A grande verdade é que eu vivo de memória. Minha vida é feita de uma constante batalha contra as lembranças: para apagá-las, para guardá-las e sobretudo para vivê-las. E essas memórias são feitas principalmente de pessoas. Guardo as primeiras vezes impregnadas pelos detalhes mais triviais de todas as mulheres que amei, de modo que luto contra a névoa espessa e difusa da memória para evitar que os astros prateados de cada lembrança escapem dos meus dedos.
Eles propagam seu brilho há anos-luz daqui. Em cada um deles seu lusco-fusco cintilante me lembra de cartas, conversas, abraços, beijos, cheiros, pele, braços – vontade de enlaçar-se nesses braços – vozes, bocas, corpos. E todos esses astros são pérolas encrustadas no meu coração. Logo, arrancá-los implicaria num sofrimento sangrento. Pessoas, assim como lembranças, são únicas, e não podem ser alienadas.
Algumas dessas pérolas precisaram ser arrancadas com a violência que se rasga uma ostra, mas para preservação de mim mesmo. Hoje elas estão perdidas no buraco negro da memória, e, por mais que eu tente chamá-las, elas já foram aglutinadas para virar ondas-gama nos confins do passado. Afinal, assim como a vida se decompõe, nem as pérolas escapam ao nada.

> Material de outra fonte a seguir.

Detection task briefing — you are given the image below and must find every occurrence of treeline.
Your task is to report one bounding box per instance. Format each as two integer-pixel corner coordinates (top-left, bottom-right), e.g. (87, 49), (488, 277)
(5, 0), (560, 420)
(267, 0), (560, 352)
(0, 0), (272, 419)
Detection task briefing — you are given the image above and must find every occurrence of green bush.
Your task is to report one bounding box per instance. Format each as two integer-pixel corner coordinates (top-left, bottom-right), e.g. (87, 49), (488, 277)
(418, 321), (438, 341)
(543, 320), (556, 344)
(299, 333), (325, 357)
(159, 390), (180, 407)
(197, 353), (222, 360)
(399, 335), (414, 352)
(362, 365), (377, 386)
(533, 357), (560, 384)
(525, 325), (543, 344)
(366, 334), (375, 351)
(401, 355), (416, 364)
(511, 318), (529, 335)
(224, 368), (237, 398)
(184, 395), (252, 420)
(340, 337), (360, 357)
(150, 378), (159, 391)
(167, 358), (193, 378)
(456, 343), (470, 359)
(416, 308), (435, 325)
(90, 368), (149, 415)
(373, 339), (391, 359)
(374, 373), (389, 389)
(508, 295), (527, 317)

Sofro com lembranças persistentes, perdidas ou roubadas, que sucederam-se em outras vidas. Mas não há nada pior do que não viver as lembranças que eu mesmo criei. As que nasceram do meu próprio coração e estão doendo, esperando para serem vividas.
E então lembro dos teus olhos coloridos de azul-calmaria. Afinal, todo o teu corpo é calma e fragilidade.
Logo fui arrastado pela correnteza do teu azul aquático, e tudo o que minhas parcas estrelas-vagalume conseguem brilhar no vão dilatado da minha memória são abraços desconcertados, teus olhos brilhantes, que me negavam em tons de verde, azul e cinza; pedaços de uma sequência ébria que em vão ainda tento reconstruir.
E no meu coração os astros de futuras memórias agonizam como bebês que nascem mortos. Porque todos os sóis, corações e desenhos que fiz pra você ainda estão na minha gaveta. Todas as serenatas ainda vão esperar mortificadas garganta adentro, de mão dadas com as cordas silenciadas do meu violão.
Existe mal mais feroz do que amar lembranças do desconhecido?